The Guerrilla Girls Bedside Companion to the History of Western Art is chock full of witty insights, stories behind the stories, and relevant facts about women artists of days gone by. Broken down into chapters according artistic eras (Classical, Middle Ages, the Renaissance, etc.), this book chronicles the continuing plight for recognition of women through the history of art all the way to the twentieth century.
While this book is broadly based on feministic theory, it is interesting enough to appeal to all art history buffs – men and women alike.
And the Guerrilla Girls are not just blowing smoke, either. Sprinkled throughout the text are supporting quotes, insights and actual records from observers and artists alike, plus a heaping-helping of “altered” art works from history that have mysteriously had gorilla masks added to them – a trademark of the Guerrilla Girls.
The Guerrilla Girls, who several years ago anonymously published Confessions of the Guerrilla Girls, which exposed bigotry in the art world, are back at it. Smattering the pages are numerous pithy, pop-art style posters and graphics with their own minute captions, like: “Why did so few art historians mention me in their survey books?” (Artemisia Gentileschi) or “Why is the museum of Modern Art more interested in African Art than in art by African-Americans?” (Alma Thomas).
Quotes abound in this slim yet comprehensive tutorial. The Guerrilla Girls chose wisely among their references, highlighting bigotry, sexism and beliefs as they pertained to the discussed era. The supporting information is woven seamlessly into context, and the book on the whole is a compelling read.
There is a several-pages-long section on the rape of Artemisia Gentileschi and the subsequent trial of her attacker (who was also her father’s apprentice), with quotes from actual trial documents in 1612, which is quite interesting. As is the Guerrilla Girls take on why Tintoretto suddenly stopped producing works of art after the sudden death of his daughter, Maria Robusti, in 1590. The Ladies don Gorilla masks and proclaim that, “Since the works of Tintoretto and Robusti are indistinguishable, and he signed them all, we don’t think he lost his will (to paint), we think he lost his secret weapon! (Robusti, an exceptional painter herself).”
Personally, I was moved while reading this book – sometimes even outraged at how an artist was treated (or ignored) merely on the basis of her sex. What is worse, though, is that many men from history would publically proclaim women artists inferior, then go home and steal their daughters’ paintings, sign their own manly names, and take all the praise for being such a great “master” artist. Truly disgusting.

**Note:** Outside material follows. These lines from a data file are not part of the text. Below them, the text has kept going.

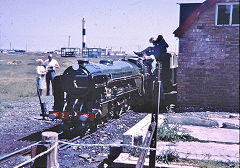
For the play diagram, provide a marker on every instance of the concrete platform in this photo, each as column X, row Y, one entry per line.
column 216, row 143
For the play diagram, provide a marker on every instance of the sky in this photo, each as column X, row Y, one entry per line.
column 45, row 25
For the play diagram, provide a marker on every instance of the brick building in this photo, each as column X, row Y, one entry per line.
column 208, row 72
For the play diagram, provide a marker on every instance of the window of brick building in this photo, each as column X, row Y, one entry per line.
column 227, row 14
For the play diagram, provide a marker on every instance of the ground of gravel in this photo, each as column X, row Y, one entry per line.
column 21, row 125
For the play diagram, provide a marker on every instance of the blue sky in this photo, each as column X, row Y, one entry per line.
column 45, row 25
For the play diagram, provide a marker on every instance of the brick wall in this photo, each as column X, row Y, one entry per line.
column 208, row 73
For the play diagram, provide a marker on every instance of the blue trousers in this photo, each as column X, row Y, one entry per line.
column 49, row 78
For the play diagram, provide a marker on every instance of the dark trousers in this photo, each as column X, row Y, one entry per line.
column 49, row 77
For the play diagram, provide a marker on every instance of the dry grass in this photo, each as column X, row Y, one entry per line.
column 18, row 73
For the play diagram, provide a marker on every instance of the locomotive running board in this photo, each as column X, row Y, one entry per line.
column 118, row 96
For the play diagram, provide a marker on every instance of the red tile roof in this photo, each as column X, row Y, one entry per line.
column 188, row 22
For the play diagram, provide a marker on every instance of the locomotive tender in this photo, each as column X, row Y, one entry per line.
column 85, row 93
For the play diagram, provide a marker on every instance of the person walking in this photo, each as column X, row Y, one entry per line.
column 51, row 65
column 41, row 72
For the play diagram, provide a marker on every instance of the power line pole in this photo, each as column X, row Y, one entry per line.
column 69, row 41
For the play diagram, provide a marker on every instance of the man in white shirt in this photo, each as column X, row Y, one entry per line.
column 51, row 65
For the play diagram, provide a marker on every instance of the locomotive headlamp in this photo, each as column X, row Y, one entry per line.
column 75, row 67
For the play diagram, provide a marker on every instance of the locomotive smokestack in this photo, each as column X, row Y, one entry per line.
column 83, row 34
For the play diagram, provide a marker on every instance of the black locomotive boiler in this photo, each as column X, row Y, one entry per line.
column 87, row 93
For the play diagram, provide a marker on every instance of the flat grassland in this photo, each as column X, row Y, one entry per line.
column 18, row 73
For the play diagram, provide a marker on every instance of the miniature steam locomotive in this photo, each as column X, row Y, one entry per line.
column 86, row 93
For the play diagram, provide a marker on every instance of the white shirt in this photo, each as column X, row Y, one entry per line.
column 41, row 70
column 53, row 64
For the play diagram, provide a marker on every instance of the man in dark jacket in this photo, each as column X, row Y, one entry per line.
column 158, row 49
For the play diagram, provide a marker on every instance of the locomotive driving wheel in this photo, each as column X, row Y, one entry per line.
column 121, row 107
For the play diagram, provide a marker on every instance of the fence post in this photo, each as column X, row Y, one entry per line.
column 152, row 156
column 52, row 156
column 49, row 160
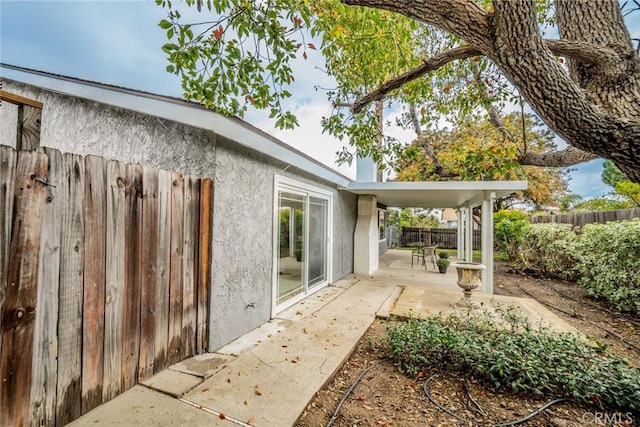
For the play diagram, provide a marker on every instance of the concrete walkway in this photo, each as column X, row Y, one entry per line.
column 267, row 377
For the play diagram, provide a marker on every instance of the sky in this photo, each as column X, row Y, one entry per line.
column 119, row 43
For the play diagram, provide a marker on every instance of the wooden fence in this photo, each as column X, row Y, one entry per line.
column 582, row 218
column 104, row 272
column 445, row 238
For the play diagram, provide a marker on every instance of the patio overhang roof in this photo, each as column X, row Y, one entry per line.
column 435, row 194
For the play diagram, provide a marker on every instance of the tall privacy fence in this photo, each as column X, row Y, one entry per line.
column 445, row 238
column 582, row 218
column 104, row 271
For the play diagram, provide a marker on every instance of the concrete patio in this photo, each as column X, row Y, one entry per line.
column 267, row 377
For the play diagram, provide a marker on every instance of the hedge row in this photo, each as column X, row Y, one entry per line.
column 603, row 258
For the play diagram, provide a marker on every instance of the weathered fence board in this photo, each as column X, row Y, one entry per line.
column 190, row 271
column 7, row 183
column 94, row 281
column 110, row 263
column 580, row 219
column 69, row 405
column 204, row 261
column 45, row 362
column 114, row 295
column 21, row 293
column 161, row 341
column 149, row 271
column 176, row 275
column 133, row 278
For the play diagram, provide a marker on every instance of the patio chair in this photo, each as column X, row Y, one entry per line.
column 429, row 252
column 418, row 254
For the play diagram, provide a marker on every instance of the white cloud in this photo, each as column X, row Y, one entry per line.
column 308, row 137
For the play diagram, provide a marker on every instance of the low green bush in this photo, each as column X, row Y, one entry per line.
column 549, row 250
column 508, row 231
column 603, row 258
column 505, row 351
column 608, row 262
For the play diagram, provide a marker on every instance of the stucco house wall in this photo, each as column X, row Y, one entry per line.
column 243, row 194
column 242, row 254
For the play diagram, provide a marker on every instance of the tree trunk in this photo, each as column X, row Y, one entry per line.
column 595, row 106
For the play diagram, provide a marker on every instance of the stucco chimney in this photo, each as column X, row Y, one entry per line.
column 366, row 169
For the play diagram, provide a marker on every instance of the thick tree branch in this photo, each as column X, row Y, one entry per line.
column 582, row 51
column 568, row 157
column 431, row 64
column 463, row 18
column 426, row 145
column 494, row 117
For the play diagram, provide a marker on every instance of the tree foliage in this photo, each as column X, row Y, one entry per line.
column 475, row 151
column 457, row 59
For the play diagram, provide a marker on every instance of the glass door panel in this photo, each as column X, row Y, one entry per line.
column 291, row 245
column 317, row 242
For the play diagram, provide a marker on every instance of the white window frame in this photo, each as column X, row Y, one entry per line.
column 283, row 183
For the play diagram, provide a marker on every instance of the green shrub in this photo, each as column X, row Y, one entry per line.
column 608, row 262
column 506, row 352
column 549, row 250
column 508, row 229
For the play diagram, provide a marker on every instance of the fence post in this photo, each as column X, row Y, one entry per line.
column 21, row 297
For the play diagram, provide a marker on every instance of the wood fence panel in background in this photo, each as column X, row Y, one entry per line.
column 580, row 219
column 7, row 184
column 161, row 343
column 133, row 278
column 21, row 295
column 95, row 210
column 189, row 267
column 114, row 291
column 45, row 362
column 149, row 272
column 204, row 260
column 176, row 275
column 71, row 292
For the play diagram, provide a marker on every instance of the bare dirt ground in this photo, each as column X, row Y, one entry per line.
column 386, row 397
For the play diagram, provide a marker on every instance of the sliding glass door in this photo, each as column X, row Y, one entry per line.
column 302, row 241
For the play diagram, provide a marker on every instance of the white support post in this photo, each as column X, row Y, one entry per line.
column 487, row 243
column 460, row 233
column 365, row 244
column 468, row 255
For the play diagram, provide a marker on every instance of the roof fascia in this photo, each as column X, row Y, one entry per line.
column 178, row 111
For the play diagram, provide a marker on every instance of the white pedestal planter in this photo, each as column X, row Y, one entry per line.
column 469, row 278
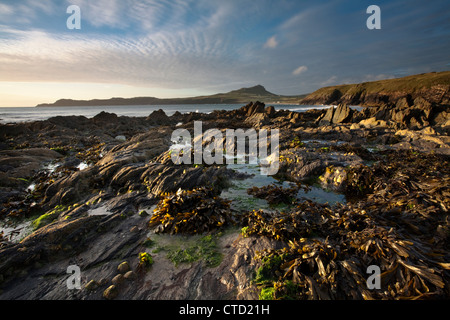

I started this book thinking, “Oh, I hope I can get past all this feminist chanting and enjoy the history within the pages.” (Yes, I am a woman!) But I was pleasantly surprised at how much I enjoyed the book – feminism and all. In fact, radical viewpoints often don’t feel as “preachy” when it is so obvious that they have very firm ground to stand on.
One particular poster reproduction that graces the back cover is of a nude, reclining woman who is wearing the trademark gorilla mask. Beside her in bold print is the question, “Do women have to be naked to get into the Met. Museum?” and smaller print below that states, “Less than 5% of artists in the Modern Art Sections are women, but 85% of the nudes are female.” Enough said.
I recommend this book to anyone who likes to read the “other side” of history – the events little-known and talked about – as well as for anyone remotely interested in uncovering the great women artists from Western history. Enjoy!